24 December, 2025
mit-s-ai-framework-simulates-evolution-of-vision-systems

Why did humans evolve the eyes we have today? While scientists can’t go back in time to study the environmental pressures that shaped the evolution of the diverse vision systems in nature, a new computational framework developed by MIT researchers allows them to explore this evolution in artificial intelligence agents.

The framework, described as a “scientific sandbox,” enables embodied AI agents to evolve eyes and learn to see over many generations. Researchers can recreate different evolutionary trees by altering the structure of the world and the tasks AI agents complete, such as finding food or distinguishing objects.

Exploring Evolutionary Paths

This innovative approach allows scientists to investigate why certain animals evolved simple, light-sensitive patches as eyes, while others developed complex, camera-type eyes. The researchers’ experiments demonstrate how specific tasks drove the evolution of vision systems in the agents. For example, navigation tasks often led to the evolution of compound eyes with many individual units, akin to those of insects and crustaceans.

Conversely, agents focused on object discrimination tended to evolve camera-type eyes with irises and retinas. This framework could enable scientists to explore “what-if” questions about vision systems that are challenging to study experimentally. It may also guide the design of novel sensors and cameras for robots, drones, and wearable devices, balancing performance with real-world constraints like energy efficiency and manufacturability.

“While we can never go back and figure out every detail of how evolution took place, in this work we’ve created an environment where we can, in a sense, recreate evolution and probe the environment in all these different ways. This method of doing science opens the door to a lot of possibilities,” says Kushagra Tiwary, a graduate student at the MIT Media Lab and co-lead author of a paper on this research.

Building a Scientific Sandbox

The research, appearing in Science Advances, began as a conversation among the researchers about discovering new vision systems that could be useful in various fields, such as robotics. To test their “what-if” questions, the researchers decided to use AI to explore the numerous evolutionary possibilities.

“What-if questions inspired me when I was growing up to study science. With AI, we have a unique opportunity to create these embodied agents that allow us to ask the kinds of questions that would usually be impossible to answer,” Tiwary explains.

The researchers constructed this evolutionary sandbox by converting all the elements of a camera—sensors, lenses, apertures, and processors—into parameters that an embodied AI agent could learn. These building blocks served as the starting point for an algorithmic learning mechanism that an agent would use to evolve eyes over time.

“We couldn’t simulate the entire universe atom-by-atom. It was challenging to determine which ingredients we needed, which ingredients we didn’t need, and how to allocate resources over those different elements,” notes Brian Cheung, a postdoc in the Center for Brains, Minds, and Machines and an incoming assistant professor at the University of California San Francisco.
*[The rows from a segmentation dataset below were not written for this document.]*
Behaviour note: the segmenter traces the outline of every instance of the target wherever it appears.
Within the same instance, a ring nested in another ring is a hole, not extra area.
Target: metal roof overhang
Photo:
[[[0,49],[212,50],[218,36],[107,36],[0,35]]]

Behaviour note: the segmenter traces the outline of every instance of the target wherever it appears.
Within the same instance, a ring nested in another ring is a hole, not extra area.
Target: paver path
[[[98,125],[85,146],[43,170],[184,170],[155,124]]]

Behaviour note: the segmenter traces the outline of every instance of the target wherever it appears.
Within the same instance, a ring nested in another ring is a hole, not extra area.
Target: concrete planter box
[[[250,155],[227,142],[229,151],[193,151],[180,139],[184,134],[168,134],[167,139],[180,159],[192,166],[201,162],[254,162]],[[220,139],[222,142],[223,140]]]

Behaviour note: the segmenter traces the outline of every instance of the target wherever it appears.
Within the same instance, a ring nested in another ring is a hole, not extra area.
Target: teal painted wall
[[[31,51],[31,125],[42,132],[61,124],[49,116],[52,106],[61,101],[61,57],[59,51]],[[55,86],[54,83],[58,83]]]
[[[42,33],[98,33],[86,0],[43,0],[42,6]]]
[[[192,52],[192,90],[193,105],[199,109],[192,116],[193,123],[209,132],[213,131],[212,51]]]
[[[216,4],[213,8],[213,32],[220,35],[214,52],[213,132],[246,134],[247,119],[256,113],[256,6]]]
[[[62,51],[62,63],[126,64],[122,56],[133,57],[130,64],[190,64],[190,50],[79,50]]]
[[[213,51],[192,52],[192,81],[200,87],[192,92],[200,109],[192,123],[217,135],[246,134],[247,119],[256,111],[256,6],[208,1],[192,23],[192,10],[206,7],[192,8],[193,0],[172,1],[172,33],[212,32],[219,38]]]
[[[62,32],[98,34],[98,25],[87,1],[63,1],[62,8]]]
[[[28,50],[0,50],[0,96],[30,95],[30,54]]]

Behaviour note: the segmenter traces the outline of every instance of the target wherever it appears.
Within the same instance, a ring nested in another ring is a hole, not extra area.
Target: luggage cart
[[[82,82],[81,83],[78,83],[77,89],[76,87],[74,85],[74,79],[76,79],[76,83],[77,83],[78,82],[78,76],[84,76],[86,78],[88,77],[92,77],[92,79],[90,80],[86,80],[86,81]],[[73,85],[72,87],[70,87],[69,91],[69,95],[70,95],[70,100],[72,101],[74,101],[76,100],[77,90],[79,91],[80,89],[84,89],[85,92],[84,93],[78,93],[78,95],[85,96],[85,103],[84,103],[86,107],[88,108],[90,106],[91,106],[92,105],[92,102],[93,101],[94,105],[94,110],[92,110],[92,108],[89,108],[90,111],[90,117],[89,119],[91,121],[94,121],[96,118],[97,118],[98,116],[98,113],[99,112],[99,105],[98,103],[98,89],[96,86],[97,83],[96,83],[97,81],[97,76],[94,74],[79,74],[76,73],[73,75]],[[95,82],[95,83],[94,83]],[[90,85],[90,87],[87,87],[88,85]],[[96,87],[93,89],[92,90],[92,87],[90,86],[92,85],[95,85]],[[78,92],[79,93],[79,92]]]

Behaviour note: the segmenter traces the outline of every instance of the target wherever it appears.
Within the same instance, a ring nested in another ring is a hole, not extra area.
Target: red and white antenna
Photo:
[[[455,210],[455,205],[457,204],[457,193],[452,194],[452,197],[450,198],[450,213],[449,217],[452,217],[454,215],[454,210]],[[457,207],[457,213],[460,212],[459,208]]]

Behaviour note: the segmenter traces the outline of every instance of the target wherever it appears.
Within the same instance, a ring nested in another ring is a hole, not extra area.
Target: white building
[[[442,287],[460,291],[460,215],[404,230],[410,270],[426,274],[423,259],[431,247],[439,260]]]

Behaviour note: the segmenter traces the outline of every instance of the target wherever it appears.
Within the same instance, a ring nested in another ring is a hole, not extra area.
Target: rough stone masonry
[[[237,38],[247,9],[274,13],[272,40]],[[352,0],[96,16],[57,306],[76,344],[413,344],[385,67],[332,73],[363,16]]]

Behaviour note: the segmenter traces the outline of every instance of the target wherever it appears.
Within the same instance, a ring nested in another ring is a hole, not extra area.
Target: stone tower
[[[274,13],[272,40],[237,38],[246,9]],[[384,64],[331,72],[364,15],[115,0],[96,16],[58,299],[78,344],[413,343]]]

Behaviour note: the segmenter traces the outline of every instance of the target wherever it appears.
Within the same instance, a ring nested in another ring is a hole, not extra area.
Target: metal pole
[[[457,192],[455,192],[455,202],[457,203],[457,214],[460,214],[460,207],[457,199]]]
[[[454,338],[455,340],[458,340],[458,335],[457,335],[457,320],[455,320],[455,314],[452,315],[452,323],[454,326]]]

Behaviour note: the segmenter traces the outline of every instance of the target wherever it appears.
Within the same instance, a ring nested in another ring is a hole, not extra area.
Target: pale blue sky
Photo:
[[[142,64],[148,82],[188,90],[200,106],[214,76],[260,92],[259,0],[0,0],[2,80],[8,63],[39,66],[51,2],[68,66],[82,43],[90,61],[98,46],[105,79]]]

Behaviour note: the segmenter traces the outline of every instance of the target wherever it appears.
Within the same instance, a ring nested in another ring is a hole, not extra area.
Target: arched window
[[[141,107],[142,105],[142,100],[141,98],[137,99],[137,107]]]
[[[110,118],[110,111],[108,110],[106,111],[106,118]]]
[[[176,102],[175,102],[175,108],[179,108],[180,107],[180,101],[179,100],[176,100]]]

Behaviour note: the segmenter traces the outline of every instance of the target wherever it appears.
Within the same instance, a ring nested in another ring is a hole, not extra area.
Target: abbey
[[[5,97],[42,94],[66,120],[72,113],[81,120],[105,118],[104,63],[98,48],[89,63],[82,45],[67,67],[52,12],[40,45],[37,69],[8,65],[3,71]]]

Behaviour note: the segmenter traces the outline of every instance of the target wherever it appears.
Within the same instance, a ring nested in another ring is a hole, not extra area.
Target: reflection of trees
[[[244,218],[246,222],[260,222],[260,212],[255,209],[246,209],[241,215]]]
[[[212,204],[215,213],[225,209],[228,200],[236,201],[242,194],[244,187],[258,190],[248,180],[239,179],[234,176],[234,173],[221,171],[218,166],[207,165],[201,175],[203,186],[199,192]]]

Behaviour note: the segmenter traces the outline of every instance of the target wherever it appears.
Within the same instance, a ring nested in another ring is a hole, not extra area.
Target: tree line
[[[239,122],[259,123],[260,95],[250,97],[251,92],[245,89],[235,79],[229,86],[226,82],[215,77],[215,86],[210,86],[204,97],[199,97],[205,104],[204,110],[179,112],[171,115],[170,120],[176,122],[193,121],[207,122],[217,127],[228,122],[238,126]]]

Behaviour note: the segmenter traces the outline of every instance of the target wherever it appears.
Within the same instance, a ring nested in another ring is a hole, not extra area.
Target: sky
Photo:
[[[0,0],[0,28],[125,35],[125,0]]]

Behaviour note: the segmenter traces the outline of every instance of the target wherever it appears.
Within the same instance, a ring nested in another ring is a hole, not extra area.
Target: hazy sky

Testing Hypotheses and Future Directions

In their framework, an evolutionary algorithm can select which elements to evolve based on environmental constraints and the agent’s task. Each environment has a specific task, such as navigation, food identification, or prey tracking, designed to mimic real visual tasks animals must overcome to survive. Agents start with a single photoreceptor and an associated neural network model that processes visual information.

Over an agent’s lifetime, it is trained using reinforcement learning—a trial-and-error technique where the agent is rewarded for accomplishing its task. The environment also incorporates constraints, such as a limited number of pixels for an agent’s visual sensors.

“These constraints drive the design process, the same way we have physical constraints in our world, like the physics of light, that have driven the design of our own eyes,” Tiwary says.

Over many generations, agents evolve different elements of vision systems to maximize rewards. Their framework employs a genetic encoding mechanism to computationally mimic evolution, where individual genes mutate to control an agent’s development.

For instance, morphological genes capture how the agent views the environment and control eye placement; optical genes determine how the eye interacts with light and dictate the number of photoreceptors; and neural genes control the learning capacity of the agents.

In future research, the team aims to use this simulator to explore the best vision systems for specific applications, potentially aiding in the development of task-specific sensors and cameras. They also plan to integrate large language models (LLMs) into their framework to facilitate “what-if” questions and study additional possibilities.

“There’s a real benefit that comes from asking questions in a more imaginative way. I hope this inspires others to create larger frameworks, where instead of focusing on narrow questions that cover a specific area, they are looking to answer questions with a much wider scope,” Cheung says.

This work was supported, in part, by the Center for Brains, Minds, and Machines and the Defense Advanced Research Projects Agency (DARPA) Mathematics for the Discovery of Algorithms and Architectures (DIAL) program.